Fortunately there’s no such thing as traffic here. On the 2-hour drive to Chipata, the nearest town, where you can satisfy your junk food craving with a Hungry Lion, you may only meet a dozen others with four wheels. The most terrifying of these are the trucks careering towards you, suspension and brakes most likely buggered, over-laden with mealie meal and travelling at panic-inducing speed. The best you can do is get out of their way.
Also travelling at break-neck speed between Mfuwe and Chipata are the taxis. The drivers of these fuel-efficient little Toyotas cram in ten adults, plus baggage dangling from the open boot. I once followed a fully laden example with a golf buggy dangling from the back.
Crashes are frequent and deadly. With no 999 service to call, you rely on the kindness of strangers if you find yourself in a ditch or pinned under the chassis of a twenty-tonner. The most vulnerable, aside from pedestrians, are those on two wheels. They cheerfully perform the most incredible balancing acts, loading their bicycles and motorcycles with circus-like derring-do. Baths get strapped at right - angles to the back of a bicycle, live pigs heading for slaughter are planked across a rear wheel, chickens dangle from handlebars and cabinet-sized vegetable baskets get pedalled through the village each morning. Driving through the village, it’s not unusual to encounter a motorcycle dragging 20 feet of steel cable lighting up the road with sparks, as it overtakes a wide-load bicycle passing a group of school children walking round a posse of goats. And then you realise there’s a truck speeding towards you.
Shoe trader in Mfuwe
Among the many road hazards, one of the most unexpected wasn’t a pothole or a rogue goat but branches strewn across the tarmac. At first I assumed they’d fallen there and scooted around, oblivious to the fact that I might be causing offence. I now know they are used to mark a temporary hazard, but they are also used to indicate a home where a funeral is taking place. Branches will be laid out for up to 100 metres or so, dividing the road. Any cyclist that fails to dismount and respectfully walk for the entire length of the roadblock will be chased and their bicycle confiscated, until they make suitable reparations to the bereaved family. Drivers of motorised vehicles are expected to drive with equal consideration.
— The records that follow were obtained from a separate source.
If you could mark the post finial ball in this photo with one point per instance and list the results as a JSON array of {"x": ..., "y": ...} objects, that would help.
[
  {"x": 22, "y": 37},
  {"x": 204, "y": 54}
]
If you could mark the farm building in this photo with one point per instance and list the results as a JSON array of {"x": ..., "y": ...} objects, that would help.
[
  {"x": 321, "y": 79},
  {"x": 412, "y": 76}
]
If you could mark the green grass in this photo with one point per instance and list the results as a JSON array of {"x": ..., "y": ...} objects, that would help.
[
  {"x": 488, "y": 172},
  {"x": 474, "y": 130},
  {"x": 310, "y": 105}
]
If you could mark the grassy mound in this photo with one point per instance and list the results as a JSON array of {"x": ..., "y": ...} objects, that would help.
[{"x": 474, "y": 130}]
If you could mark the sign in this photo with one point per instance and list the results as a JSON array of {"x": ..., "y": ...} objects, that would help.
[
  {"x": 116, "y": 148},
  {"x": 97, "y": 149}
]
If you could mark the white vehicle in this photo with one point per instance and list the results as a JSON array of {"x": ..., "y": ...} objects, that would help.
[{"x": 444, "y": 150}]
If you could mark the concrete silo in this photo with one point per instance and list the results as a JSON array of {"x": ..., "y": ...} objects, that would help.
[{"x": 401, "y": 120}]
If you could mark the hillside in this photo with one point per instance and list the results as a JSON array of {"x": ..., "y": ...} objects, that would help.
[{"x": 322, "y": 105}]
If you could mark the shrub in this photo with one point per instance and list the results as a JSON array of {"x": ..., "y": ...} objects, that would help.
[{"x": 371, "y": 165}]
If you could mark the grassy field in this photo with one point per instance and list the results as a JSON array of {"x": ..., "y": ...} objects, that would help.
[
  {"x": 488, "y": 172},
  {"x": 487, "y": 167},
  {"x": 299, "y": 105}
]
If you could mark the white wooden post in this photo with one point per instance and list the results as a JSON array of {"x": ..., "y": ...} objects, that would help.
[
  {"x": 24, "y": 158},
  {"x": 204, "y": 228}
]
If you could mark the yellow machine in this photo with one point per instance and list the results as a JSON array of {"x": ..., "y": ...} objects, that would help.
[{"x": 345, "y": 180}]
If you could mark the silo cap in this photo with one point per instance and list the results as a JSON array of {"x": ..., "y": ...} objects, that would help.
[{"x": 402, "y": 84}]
Funerals are woven into daily life here. Even the most basic employment contracts include coffin and burial expenses as standard. Employers routinely grant funeral leave—not as a courtesy, but as a necessity. There are just too many; death is ever-present. The average life expectancy for a Zambian man twenty years ago was about 45 years old. It has improved but remains unhappily low at 61, and at 64 for a woman. In my experience of the U.K., several family deaths in one year would be considered exceptionally unlucky. Here, it would barely pass comment. Yes, Zambian families are larger and more connected than in many Western countries, but nevertheless, there is a lot of death to contend with. And that means many funerals to attend.
Do these numerous encounters with death make Zambians, or any citizen of a developing country, immune to grief? Does it mean that life is cheaper here than anywhere else?
I don’t believe for one minute that a Zambian parent losing a child feels less pain than I would, or that a beloved Uncle’s departure doesn’t leave a huge hole in the close-knit Zambian community. Western onlookers might be tempted to think that grief just doesn’t reach as deep here, but Zambians have no choice but to strive forward. Dwelling on loss and grief won’t help them put food on the table or pay for their child’s education. They don’t have the luxury of extended mourning.
Grief is not dulled by frequency. Loss is loss, whether it's a mother mourning her child in Mfuwe or an elephant returning to the bones of a fallen herd member. Here, life moves forward because it must—but the weight of absence lingers, just as it does for the elephants outside my window, which famously never forget.